In a third embodiment as illustrated in FIG. 8, an embodiment of a tunneler 40 can be included with a sling 42. Sling 42 can include a mesh sling body 43 disposed between two support arms 44 and 45. Each arm 44 and 45 includes a connector 46 at both ends for operable connection with a needle (not depicted) for drawing/pulling the sling into the tunnel. The tunneler 40 can be a semi-rigid case or sheet that fits around or is woven through the mesh sling body 43. Tunneler 40 extends partially across the respective support arms 44 and 45.
In operation, the sling 42 and tunneler 40 are directed though the appropriate tissue passage by a single needle or dual needle approach. A hard case 48 surrounding the mesh sling body 43 creates the space needed for the sling without damaging the mesh 43. The hard case 48 also assists in the orientation of the mesh 43 as it is a planar structure. The hard case 48 can then be released from the mesh body 43 and removed. In one embodiment, the hard case 48 is peeled off in a single piece or in multiple pieces along preset perforations. It is envisioned that the hard case 48 can include access points providing for wire attachments to the connectors 46.

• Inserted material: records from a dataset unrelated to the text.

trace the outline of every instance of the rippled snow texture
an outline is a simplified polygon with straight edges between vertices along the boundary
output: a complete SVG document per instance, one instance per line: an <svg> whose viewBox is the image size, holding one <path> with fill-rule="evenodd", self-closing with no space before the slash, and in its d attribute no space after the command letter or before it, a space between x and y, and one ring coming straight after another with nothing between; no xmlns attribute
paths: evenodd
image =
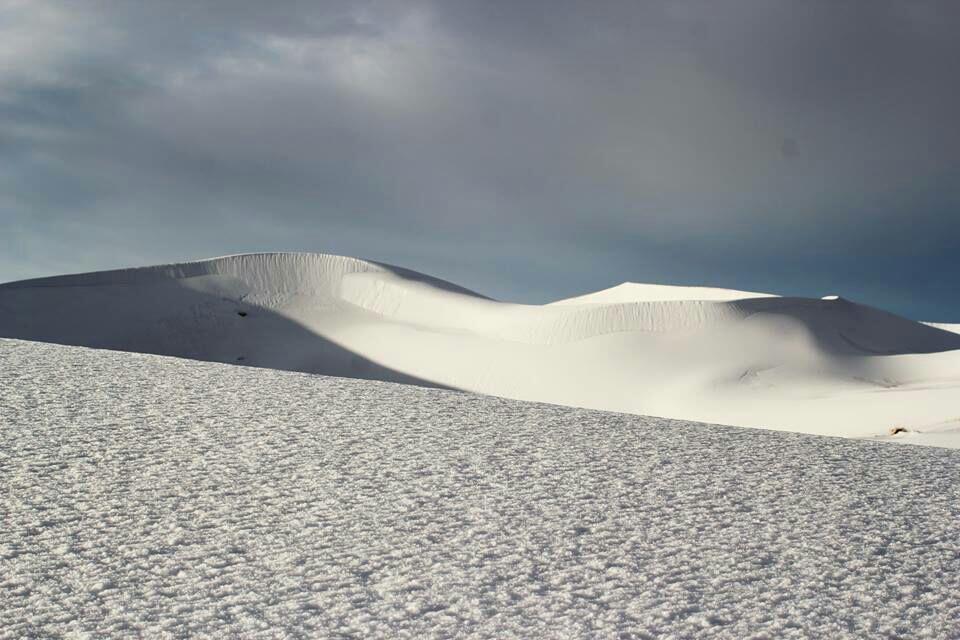
<svg viewBox="0 0 960 640"><path fill-rule="evenodd" d="M958 472L0 340L0 637L957 637Z"/></svg>

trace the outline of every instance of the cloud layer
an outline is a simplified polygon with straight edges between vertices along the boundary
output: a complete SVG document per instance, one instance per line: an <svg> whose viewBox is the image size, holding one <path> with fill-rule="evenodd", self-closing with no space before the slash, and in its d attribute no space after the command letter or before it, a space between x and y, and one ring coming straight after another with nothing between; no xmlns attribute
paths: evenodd
<svg viewBox="0 0 960 640"><path fill-rule="evenodd" d="M0 279L246 250L960 317L951 2L0 0Z"/></svg>

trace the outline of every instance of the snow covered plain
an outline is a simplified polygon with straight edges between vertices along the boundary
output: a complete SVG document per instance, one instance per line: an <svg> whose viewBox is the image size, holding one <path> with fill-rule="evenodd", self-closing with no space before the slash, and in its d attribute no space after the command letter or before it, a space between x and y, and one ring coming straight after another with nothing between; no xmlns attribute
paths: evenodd
<svg viewBox="0 0 960 640"><path fill-rule="evenodd" d="M267 253L3 284L0 337L960 446L957 326L836 296L624 283L508 304L389 265Z"/></svg>
<svg viewBox="0 0 960 640"><path fill-rule="evenodd" d="M960 452L0 340L0 637L956 638Z"/></svg>

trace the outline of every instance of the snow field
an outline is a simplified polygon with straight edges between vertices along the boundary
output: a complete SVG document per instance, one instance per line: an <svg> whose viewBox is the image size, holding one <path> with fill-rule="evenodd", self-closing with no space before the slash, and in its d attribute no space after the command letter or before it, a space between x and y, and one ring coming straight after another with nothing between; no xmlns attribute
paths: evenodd
<svg viewBox="0 0 960 640"><path fill-rule="evenodd" d="M0 340L0 637L950 638L960 454Z"/></svg>

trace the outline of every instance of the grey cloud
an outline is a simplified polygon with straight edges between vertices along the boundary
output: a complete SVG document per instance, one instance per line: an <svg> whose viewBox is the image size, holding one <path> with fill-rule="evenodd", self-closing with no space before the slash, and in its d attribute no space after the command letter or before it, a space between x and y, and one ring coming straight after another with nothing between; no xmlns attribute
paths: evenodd
<svg viewBox="0 0 960 640"><path fill-rule="evenodd" d="M960 268L951 3L60 6L51 72L0 73L10 278L312 249L960 314L901 277Z"/></svg>

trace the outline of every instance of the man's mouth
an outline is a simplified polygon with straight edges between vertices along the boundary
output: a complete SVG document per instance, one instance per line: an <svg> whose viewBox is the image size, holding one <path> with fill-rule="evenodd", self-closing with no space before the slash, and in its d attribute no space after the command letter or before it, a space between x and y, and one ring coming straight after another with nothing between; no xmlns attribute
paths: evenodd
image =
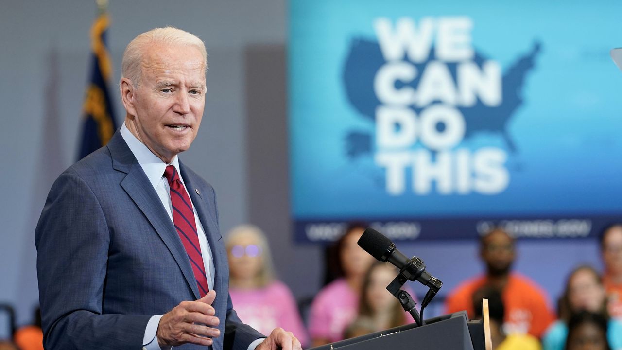
<svg viewBox="0 0 622 350"><path fill-rule="evenodd" d="M178 124L170 124L166 126L167 128L170 128L170 129L175 130L176 131L181 131L186 130L186 128L189 128L188 125L182 125Z"/></svg>

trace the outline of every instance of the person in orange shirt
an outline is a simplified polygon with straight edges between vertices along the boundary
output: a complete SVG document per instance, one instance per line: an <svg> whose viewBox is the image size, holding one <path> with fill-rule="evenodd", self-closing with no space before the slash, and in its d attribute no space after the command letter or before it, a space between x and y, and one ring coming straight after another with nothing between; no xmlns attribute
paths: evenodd
<svg viewBox="0 0 622 350"><path fill-rule="evenodd" d="M480 239L480 257L486 265L486 274L463 282L450 292L445 301L447 312L466 310L473 318L473 293L484 286L494 288L503 296L505 332L529 333L539 338L555 316L542 288L527 277L511 272L516 257L514 239L502 229L492 230Z"/></svg>
<svg viewBox="0 0 622 350"><path fill-rule="evenodd" d="M34 323L17 329L13 339L20 350L44 350L41 309L37 307L35 310Z"/></svg>
<svg viewBox="0 0 622 350"><path fill-rule="evenodd" d="M610 225L603 230L600 252L605 265L603 283L608 311L612 318L622 318L622 224Z"/></svg>

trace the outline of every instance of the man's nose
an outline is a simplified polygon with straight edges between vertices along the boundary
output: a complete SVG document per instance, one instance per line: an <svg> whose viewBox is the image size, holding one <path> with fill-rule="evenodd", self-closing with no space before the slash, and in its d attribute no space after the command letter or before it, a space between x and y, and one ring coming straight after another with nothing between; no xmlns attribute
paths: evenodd
<svg viewBox="0 0 622 350"><path fill-rule="evenodd" d="M185 92L180 92L177 94L175 105L173 106L173 111L180 115L190 113L190 100L188 98L188 94Z"/></svg>

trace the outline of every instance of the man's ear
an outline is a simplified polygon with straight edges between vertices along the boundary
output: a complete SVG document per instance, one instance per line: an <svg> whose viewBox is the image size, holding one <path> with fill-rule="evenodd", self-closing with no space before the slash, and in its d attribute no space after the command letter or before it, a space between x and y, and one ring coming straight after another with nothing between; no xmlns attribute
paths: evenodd
<svg viewBox="0 0 622 350"><path fill-rule="evenodd" d="M134 105L134 97L136 90L132 81L127 78L121 78L121 82L119 83L119 90L121 92L121 99L123 102L125 110L131 115L136 115L136 110Z"/></svg>

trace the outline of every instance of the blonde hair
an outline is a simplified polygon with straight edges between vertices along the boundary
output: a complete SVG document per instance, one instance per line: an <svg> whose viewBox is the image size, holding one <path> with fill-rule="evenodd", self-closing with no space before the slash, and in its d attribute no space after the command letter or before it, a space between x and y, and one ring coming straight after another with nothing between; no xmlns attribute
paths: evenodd
<svg viewBox="0 0 622 350"><path fill-rule="evenodd" d="M207 51L205 44L194 34L192 34L174 27L154 28L148 32L139 34L129 42L123 52L123 61L121 63L121 78L127 78L132 81L134 87L140 85L141 63L145 49L154 44L168 45L182 45L194 46L198 49L203 56L205 72L207 72Z"/></svg>
<svg viewBox="0 0 622 350"><path fill-rule="evenodd" d="M261 229L254 225L239 225L231 229L227 234L225 246L229 252L233 247L236 239L241 236L251 236L257 240L261 248L262 265L259 274L256 277L259 287L264 287L274 280L274 268L272 267L272 255L266 235Z"/></svg>

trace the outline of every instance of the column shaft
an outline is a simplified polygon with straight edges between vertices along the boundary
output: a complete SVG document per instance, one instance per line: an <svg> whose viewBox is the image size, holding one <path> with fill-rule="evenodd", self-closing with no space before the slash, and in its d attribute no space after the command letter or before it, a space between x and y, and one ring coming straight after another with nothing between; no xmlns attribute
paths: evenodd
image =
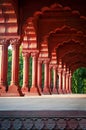
<svg viewBox="0 0 86 130"><path fill-rule="evenodd" d="M53 81L53 93L57 93L57 66L53 67L53 76L54 76L54 81Z"/></svg>
<svg viewBox="0 0 86 130"><path fill-rule="evenodd" d="M37 86L37 60L38 60L38 53L32 53L32 87L30 89L30 93L32 95L40 95L38 86Z"/></svg>
<svg viewBox="0 0 86 130"><path fill-rule="evenodd" d="M50 90L52 91L52 78L51 78L51 70L52 70L52 67L51 66L49 66L49 88L50 88Z"/></svg>
<svg viewBox="0 0 86 130"><path fill-rule="evenodd" d="M22 95L22 92L19 87L19 39L11 39L10 43L12 45L12 75L8 94L20 96Z"/></svg>
<svg viewBox="0 0 86 130"><path fill-rule="evenodd" d="M22 92L29 91L29 53L23 54L23 86Z"/></svg>
<svg viewBox="0 0 86 130"><path fill-rule="evenodd" d="M59 76L59 88L58 93L62 93L62 70L58 70L58 76Z"/></svg>
<svg viewBox="0 0 86 130"><path fill-rule="evenodd" d="M69 93L72 93L72 76L71 76L71 72L69 74Z"/></svg>
<svg viewBox="0 0 86 130"><path fill-rule="evenodd" d="M69 93L69 69L66 72L66 92Z"/></svg>
<svg viewBox="0 0 86 130"><path fill-rule="evenodd" d="M38 88L40 92L42 92L42 61L39 59L38 60Z"/></svg>
<svg viewBox="0 0 86 130"><path fill-rule="evenodd" d="M0 39L0 93L7 90L8 44L6 39Z"/></svg>
<svg viewBox="0 0 86 130"><path fill-rule="evenodd" d="M49 88L49 60L44 61L44 94L51 94Z"/></svg>

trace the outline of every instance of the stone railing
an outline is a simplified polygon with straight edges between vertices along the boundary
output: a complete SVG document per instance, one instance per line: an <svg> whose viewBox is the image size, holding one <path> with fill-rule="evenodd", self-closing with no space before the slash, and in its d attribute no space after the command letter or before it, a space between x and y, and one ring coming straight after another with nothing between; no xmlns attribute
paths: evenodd
<svg viewBox="0 0 86 130"><path fill-rule="evenodd" d="M0 112L0 130L86 130L86 112Z"/></svg>

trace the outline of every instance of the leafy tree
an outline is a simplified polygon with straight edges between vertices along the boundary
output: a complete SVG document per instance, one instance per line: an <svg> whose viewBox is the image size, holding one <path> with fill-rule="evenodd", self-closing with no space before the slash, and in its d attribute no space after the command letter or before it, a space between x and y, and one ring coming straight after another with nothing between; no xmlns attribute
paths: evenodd
<svg viewBox="0 0 86 130"><path fill-rule="evenodd" d="M77 69L72 77L73 93L86 93L86 68Z"/></svg>
<svg viewBox="0 0 86 130"><path fill-rule="evenodd" d="M8 49L8 73L7 73L8 86L10 85L11 81L11 65L12 65L12 50Z"/></svg>
<svg viewBox="0 0 86 130"><path fill-rule="evenodd" d="M20 47L19 52L19 84L23 84L23 57L22 57L22 47Z"/></svg>
<svg viewBox="0 0 86 130"><path fill-rule="evenodd" d="M28 59L29 60L29 59ZM8 86L11 81L11 66L12 66L12 50L8 49ZM32 58L29 61L29 86L32 85ZM53 75L53 71L52 71ZM53 76L52 76L53 77ZM52 79L53 81L53 79ZM19 53L19 84L23 84L23 57L22 48L20 47ZM42 87L44 86L44 64L42 65ZM77 69L72 76L72 92L73 93L86 93L86 68Z"/></svg>

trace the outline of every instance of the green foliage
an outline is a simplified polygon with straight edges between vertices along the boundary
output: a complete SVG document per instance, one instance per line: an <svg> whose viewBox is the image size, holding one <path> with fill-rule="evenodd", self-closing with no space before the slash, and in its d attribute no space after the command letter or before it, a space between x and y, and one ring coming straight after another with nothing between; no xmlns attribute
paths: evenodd
<svg viewBox="0 0 86 130"><path fill-rule="evenodd" d="M72 92L86 93L86 68L77 69L72 77Z"/></svg>
<svg viewBox="0 0 86 130"><path fill-rule="evenodd" d="M32 57L30 57L29 61L29 86L31 87L32 85Z"/></svg>
<svg viewBox="0 0 86 130"><path fill-rule="evenodd" d="M30 57L29 61L29 86L32 85L32 58ZM11 65L12 65L12 50L8 49L8 75L7 81L8 86L11 81ZM52 71L53 75L53 71ZM52 76L53 78L53 76ZM52 79L53 82L53 79ZM19 84L23 84L23 57L22 57L22 48L20 47L19 53ZM42 65L42 87L44 86L44 64ZM77 69L72 76L72 92L73 93L86 93L86 68Z"/></svg>
<svg viewBox="0 0 86 130"><path fill-rule="evenodd" d="M8 73L7 73L8 86L10 85L11 81L11 64L12 64L12 50L8 49Z"/></svg>
<svg viewBox="0 0 86 130"><path fill-rule="evenodd" d="M23 57L22 57L22 47L20 47L19 51L19 84L22 86L23 84Z"/></svg>

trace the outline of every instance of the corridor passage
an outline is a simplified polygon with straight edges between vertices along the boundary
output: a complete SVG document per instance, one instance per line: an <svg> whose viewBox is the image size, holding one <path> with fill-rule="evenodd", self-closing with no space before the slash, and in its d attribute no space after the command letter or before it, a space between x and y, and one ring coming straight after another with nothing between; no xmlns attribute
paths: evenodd
<svg viewBox="0 0 86 130"><path fill-rule="evenodd" d="M0 97L0 111L86 110L86 94Z"/></svg>

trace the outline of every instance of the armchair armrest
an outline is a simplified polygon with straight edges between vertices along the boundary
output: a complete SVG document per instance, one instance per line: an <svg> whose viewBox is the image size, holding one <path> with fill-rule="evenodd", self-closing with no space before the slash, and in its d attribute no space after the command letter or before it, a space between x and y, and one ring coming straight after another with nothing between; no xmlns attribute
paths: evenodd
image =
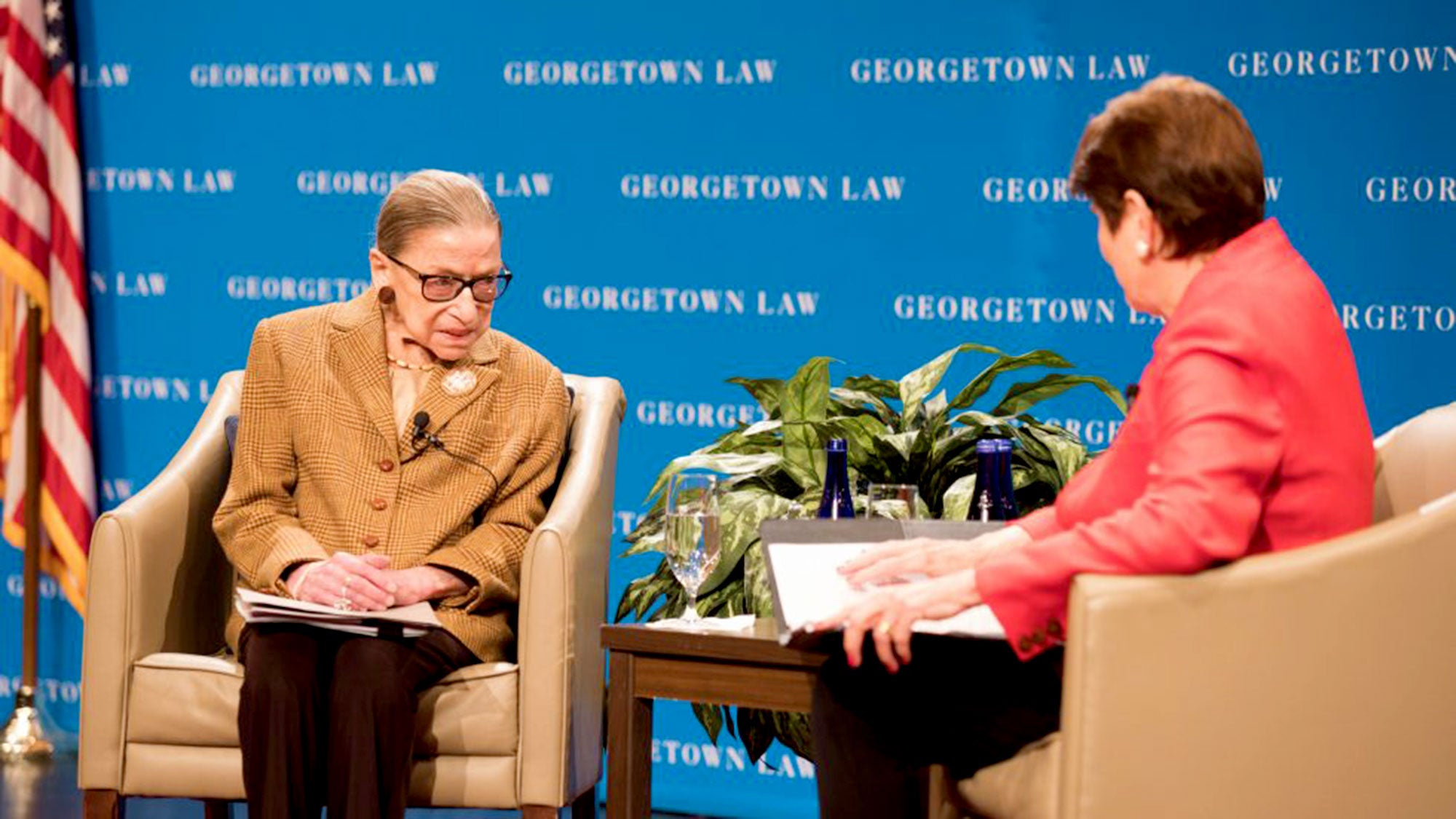
<svg viewBox="0 0 1456 819"><path fill-rule="evenodd" d="M242 373L224 375L182 449L92 535L82 651L82 788L119 788L131 665L223 646L232 567L213 535L232 458L223 421Z"/></svg>
<svg viewBox="0 0 1456 819"><path fill-rule="evenodd" d="M1452 600L1456 503L1195 576L1079 577L1061 816L1446 815Z"/></svg>
<svg viewBox="0 0 1456 819"><path fill-rule="evenodd" d="M568 804L601 775L600 630L626 399L614 379L568 375L566 385L575 399L565 471L521 561L521 804Z"/></svg>

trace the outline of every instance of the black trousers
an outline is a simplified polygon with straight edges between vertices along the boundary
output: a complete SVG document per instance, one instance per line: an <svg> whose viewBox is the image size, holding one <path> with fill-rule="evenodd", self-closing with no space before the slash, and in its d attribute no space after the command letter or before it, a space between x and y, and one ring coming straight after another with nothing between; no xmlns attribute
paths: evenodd
<svg viewBox="0 0 1456 819"><path fill-rule="evenodd" d="M910 665L888 673L865 640L865 662L843 650L814 691L820 816L926 816L925 768L954 778L1010 759L1057 730L1061 650L1021 662L999 640L914 635Z"/></svg>
<svg viewBox="0 0 1456 819"><path fill-rule="evenodd" d="M414 640L249 625L237 730L248 816L402 818L419 694L475 653L444 630Z"/></svg>

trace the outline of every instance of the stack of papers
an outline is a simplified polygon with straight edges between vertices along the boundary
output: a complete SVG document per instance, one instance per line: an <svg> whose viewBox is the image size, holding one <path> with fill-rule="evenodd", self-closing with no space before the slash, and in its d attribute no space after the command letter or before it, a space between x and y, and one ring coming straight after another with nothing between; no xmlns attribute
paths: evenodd
<svg viewBox="0 0 1456 819"><path fill-rule="evenodd" d="M293 622L365 637L424 637L440 628L440 618L425 602L377 612L339 611L239 587L233 606L246 622Z"/></svg>
<svg viewBox="0 0 1456 819"><path fill-rule="evenodd" d="M804 627L834 616L844 606L871 593L855 589L839 567L878 544L764 544L773 602L779 615L779 643L799 643ZM1005 638L1006 630L990 606L971 606L945 619L919 619L919 634Z"/></svg>

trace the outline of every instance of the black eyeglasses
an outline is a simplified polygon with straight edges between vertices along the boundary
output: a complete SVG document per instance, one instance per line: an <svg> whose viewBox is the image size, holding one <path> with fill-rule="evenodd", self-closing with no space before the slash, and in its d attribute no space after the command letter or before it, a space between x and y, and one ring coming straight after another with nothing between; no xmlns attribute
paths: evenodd
<svg viewBox="0 0 1456 819"><path fill-rule="evenodd" d="M384 254L384 251L380 251ZM480 278L460 278L456 275L437 275L432 273L419 273L418 270L409 267L408 264L396 259L395 256L384 254L384 258L397 264L399 267L409 271L419 280L419 294L425 297L427 302L453 302L456 296L460 294L466 287L470 289L470 297L482 305L489 305L491 302L499 299L505 294L505 289L511 286L511 270L501 264L501 270L495 275L485 275Z"/></svg>

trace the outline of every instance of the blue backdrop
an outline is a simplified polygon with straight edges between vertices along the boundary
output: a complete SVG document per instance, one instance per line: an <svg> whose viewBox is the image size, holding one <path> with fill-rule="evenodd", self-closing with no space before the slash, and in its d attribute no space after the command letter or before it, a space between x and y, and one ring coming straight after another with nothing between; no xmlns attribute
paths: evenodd
<svg viewBox="0 0 1456 819"><path fill-rule="evenodd" d="M258 319L365 286L381 197L425 166L496 197L517 283L495 325L626 386L619 535L668 458L754 415L734 375L827 354L836 377L897 377L980 341L1131 382L1158 325L1123 303L1063 178L1088 117L1165 71L1248 115L1374 427L1456 398L1444 0L144 6L79 9L108 509L243 366ZM1093 446L1115 423L1092 392L1051 414ZM649 568L616 561L612 599ZM9 702L16 552L0 577ZM82 627L42 590L42 695L74 729ZM812 815L811 765L779 748L747 765L686 707L658 714L660 807Z"/></svg>

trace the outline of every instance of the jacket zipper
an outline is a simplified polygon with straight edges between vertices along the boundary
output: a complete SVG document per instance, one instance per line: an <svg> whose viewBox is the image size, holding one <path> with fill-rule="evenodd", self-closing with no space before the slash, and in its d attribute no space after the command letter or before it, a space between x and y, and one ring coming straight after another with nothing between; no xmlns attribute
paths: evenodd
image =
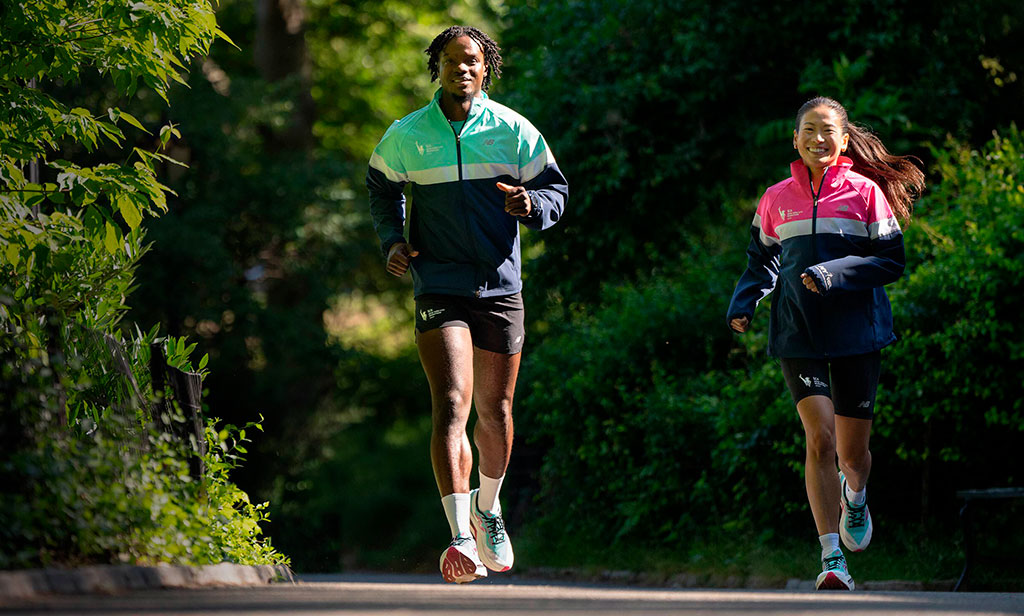
<svg viewBox="0 0 1024 616"><path fill-rule="evenodd" d="M468 115L466 116L466 120L463 121L463 125L462 125L463 129L466 128L466 123L467 122L469 122L469 116ZM463 205L463 220L466 222L466 237L468 237L469 240L473 243L473 248L477 249L477 246L476 246L476 236L473 235L473 230L472 230L472 228L470 227L470 224L469 224L469 209L466 207L466 199L465 199L465 196L466 196L465 190L466 189L462 185L462 180L463 180L463 177L462 177L462 136L459 134L458 131L455 130L455 125L452 124L451 120L449 120L449 126L452 127L452 132L455 134L456 168L459 170L459 189L463 191L462 205ZM477 252L479 252L478 249L477 249ZM476 289L476 291L473 292L473 295L476 296L476 297L480 297L480 289L479 289L479 284L480 283L476 282L476 284L477 284L477 289Z"/></svg>
<svg viewBox="0 0 1024 616"><path fill-rule="evenodd" d="M824 189L825 178L826 177L828 177L828 168L827 167L825 168L824 173L821 174L821 181L818 182L818 191L815 192L814 191L814 177L813 177L813 175L811 175L811 169L810 169L810 167L807 168L807 181L811 185L811 196L814 197L814 207L811 210L811 257L814 260L814 265L818 264L818 199L821 197L821 191ZM818 304L822 304L823 300L824 300L824 298L821 297L820 294L819 294L818 295ZM817 311L817 314L815 315L815 317L816 317L814 319L815 320L815 323L814 323L814 325L815 325L814 326L815 332L811 333L811 344L813 344L815 347L817 347L818 346L817 345L817 341L815 340L817 337L815 336L815 334L817 334L818 332L821 332L821 327L822 327L821 310ZM825 359L827 359L828 358L828 350L825 349L825 350L822 351L822 353L824 354Z"/></svg>

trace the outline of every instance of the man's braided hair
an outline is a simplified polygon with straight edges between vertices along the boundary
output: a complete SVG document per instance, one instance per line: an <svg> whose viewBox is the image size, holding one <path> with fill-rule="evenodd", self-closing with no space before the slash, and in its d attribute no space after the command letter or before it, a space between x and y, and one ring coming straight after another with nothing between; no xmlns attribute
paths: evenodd
<svg viewBox="0 0 1024 616"><path fill-rule="evenodd" d="M469 37L483 50L483 63L487 74L483 76L483 89L490 87L492 77L502 76L502 48L490 37L471 26L453 26L440 33L430 42L424 52L427 54L427 69L430 70L430 81L435 81L439 75L441 51L444 46L459 37Z"/></svg>

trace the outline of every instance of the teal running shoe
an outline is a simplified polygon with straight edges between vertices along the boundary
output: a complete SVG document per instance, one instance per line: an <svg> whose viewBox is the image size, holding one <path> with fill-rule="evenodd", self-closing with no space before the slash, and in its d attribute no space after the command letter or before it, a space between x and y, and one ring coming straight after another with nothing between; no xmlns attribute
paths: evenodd
<svg viewBox="0 0 1024 616"><path fill-rule="evenodd" d="M871 513L867 511L867 501L863 504L853 504L846 499L846 476L839 473L840 508L843 510L839 519L839 536L843 544L851 552L861 552L871 542Z"/></svg>
<svg viewBox="0 0 1024 616"><path fill-rule="evenodd" d="M469 526L476 538L476 549L480 560L492 571L508 571L515 560L512 540L505 530L502 505L495 502L495 510L480 511L477 502L480 490L469 492Z"/></svg>
<svg viewBox="0 0 1024 616"><path fill-rule="evenodd" d="M847 571L842 549L836 549L821 559L821 573L814 582L815 590L853 590L853 578Z"/></svg>
<svg viewBox="0 0 1024 616"><path fill-rule="evenodd" d="M478 577L486 577L487 570L476 554L476 542L472 537L458 535L441 553L441 577L446 582L465 584Z"/></svg>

Although specific examples have been illustrated and described herein, it will be appreciated by those of ordinary skill in the art that any arrangement calculated to achieve the same purpose could be substituted for the specific example shown. This application is intended to cover adaptations or variations of the present subject matter. Therefore, it is intended that the invention be defined by the attached claims and their legal equivalents.